O Globo
O presidente da Câmara, deputado Arthur
Lira, está com duas panelas no fogo. Numa, sofre o impacto das investigações
que envolvem a compra, pelo governo federal, de kits de robótica para escolas
de Alagoas e Pernambuco que não tinham estrutura e, num caso, nem água. É
desnecessário lembrar que os kits estavam superfaturados.
Noutra panela está a briga por nomeações.
As repórteres Catia Seabra e Julia Chaib revelaram que as queixas do Centrão
concentram-se na ministra Esther Dweck, da Gestão e Inovação em Serviços
Públicos. Trata-se de uma servidora de perfil técnico, pessoalmente discreta.
Ela teria emperrado nomeações na Secretaria do Patrimônio da União. Logo na
repartição que leva o nome do Patrimônio da Viúva. As queixas ramificam-se para
uma fundação de previdência e estendem-se ao Ministério da Saúde.
Ganha um fim de semana em Caracas quem for capaz de enunciar o questionamento de uma só política pública envolvida nessas disputas. Quase sempre, as queixas estão associadas ao preenchimento de cargos que têm chaves de cofres.
O governo Lula 3 é relativamente novo, mas
o Centrão, com suas obras e suas pompas, é velho. As duas panelas de Lira,
contudo, trazem um aviso. Toda roubalheira tem um prazo de maturação.
Geralmente, ele vai de dois a três anos. Quando nasce, é apenas uma nomeação.
Depois, vêm um convênio e uma compra. Finalmente, chega a Polícia Federal e
acha até um cofre com uma pequena fortuna na casa de um suspeito. Tome-se como
exemplo o caso dos kits de robótica.
Primeiro, sabe-se lá quando, foi nomeado
algum amigo para o Fundo Nacional de Desenvolvimento da Educação, o benevolente
FNDE. Depois, entre 2019 e 2020, as verbas foram liberadas e compraram-se os
kits. Em abril de 2022, quatro repórteres da Agência Pública mostraram que R$
54 milhões do FNDE foram para aliados alagoanos de Lira, sob a capa do
orçamento secreto. O repórter Paulo Saldaña mostrou que, à celebrada Canapi,
feudo alagoano dos Maltas, chegaram 330 kits que custaram R$ 5,4 milhões.
Canapi tinha 35 escolas, nenhuma com laboratório de ciência e metade sem
conexão com a internet.
Carimbada a roubalheira, coisa de R$ 26
milhões, a Polícia Federal entrou no caso, e ele reapareceu, um ano depois da
denúncia e provavelmente dois ou três anos depois da nomeação dos amigos para o
FNDE. A Operação Hefesto já achou R$ 4,4 milhões em 27 endereços.
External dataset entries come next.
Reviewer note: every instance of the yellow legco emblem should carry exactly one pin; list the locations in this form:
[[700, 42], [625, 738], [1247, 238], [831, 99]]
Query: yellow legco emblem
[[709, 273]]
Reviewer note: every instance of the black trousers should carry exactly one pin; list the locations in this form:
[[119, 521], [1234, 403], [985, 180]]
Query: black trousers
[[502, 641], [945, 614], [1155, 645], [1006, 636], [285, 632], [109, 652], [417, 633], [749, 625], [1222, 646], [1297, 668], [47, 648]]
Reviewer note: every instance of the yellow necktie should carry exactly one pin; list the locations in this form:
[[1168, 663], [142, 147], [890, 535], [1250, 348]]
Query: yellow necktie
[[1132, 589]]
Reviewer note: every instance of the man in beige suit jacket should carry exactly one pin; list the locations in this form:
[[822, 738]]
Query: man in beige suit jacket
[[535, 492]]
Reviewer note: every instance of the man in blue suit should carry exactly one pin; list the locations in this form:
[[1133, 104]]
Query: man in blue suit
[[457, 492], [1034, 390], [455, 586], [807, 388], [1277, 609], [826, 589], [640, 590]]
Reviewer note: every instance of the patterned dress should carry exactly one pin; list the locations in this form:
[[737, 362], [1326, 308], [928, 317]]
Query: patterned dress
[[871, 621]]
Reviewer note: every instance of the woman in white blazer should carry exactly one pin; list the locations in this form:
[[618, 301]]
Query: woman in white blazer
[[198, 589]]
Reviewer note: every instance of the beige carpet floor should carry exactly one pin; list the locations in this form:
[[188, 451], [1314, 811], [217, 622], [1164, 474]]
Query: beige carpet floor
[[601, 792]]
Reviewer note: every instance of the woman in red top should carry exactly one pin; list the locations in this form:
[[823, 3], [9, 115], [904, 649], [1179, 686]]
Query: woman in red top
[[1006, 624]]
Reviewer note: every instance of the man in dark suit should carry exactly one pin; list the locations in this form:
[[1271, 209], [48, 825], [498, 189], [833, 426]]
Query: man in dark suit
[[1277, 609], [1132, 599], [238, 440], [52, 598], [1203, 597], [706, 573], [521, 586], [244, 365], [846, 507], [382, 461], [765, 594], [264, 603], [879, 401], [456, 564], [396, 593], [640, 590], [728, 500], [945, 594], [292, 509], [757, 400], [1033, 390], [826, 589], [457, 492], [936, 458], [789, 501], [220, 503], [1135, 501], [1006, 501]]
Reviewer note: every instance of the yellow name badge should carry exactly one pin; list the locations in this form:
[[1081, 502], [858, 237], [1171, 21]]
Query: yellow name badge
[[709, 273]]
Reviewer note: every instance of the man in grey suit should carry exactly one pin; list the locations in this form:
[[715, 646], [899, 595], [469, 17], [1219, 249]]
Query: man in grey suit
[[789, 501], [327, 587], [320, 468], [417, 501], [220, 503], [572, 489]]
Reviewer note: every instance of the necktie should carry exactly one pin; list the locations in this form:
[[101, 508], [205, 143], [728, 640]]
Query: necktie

Aquilo que hoje parece ser má vontade da
ministra Esther Dweck para atender a nomeações para cargos no Serviço do
Patrimônio da União ou fundos de pensões é apenas zelo. Nada tem a ver com
falta de coordenação entre os acordos feitos no Planalto e as nomeações
travadas no Ministério da Gestão. Se em algum momento tivessem sido travadas
nomeações para o FNDE, Lira não estaria passando hoje pelo dissabor de ver seu
nome associado às conexões da escalafobética compra dos kits de robótica.
Uma nomeação travada em junho de 2023 pode
estar evitando o escândalo de 2026. Existem formas decentes para ganhar
dinheiro.
Se há nomeações travadas para cargos no
Serviço do Patrimônio da União e se algum parlamentar está aborrecido com isso,
a solução é simples: basta que se divulgue o currículo do candidato preterido.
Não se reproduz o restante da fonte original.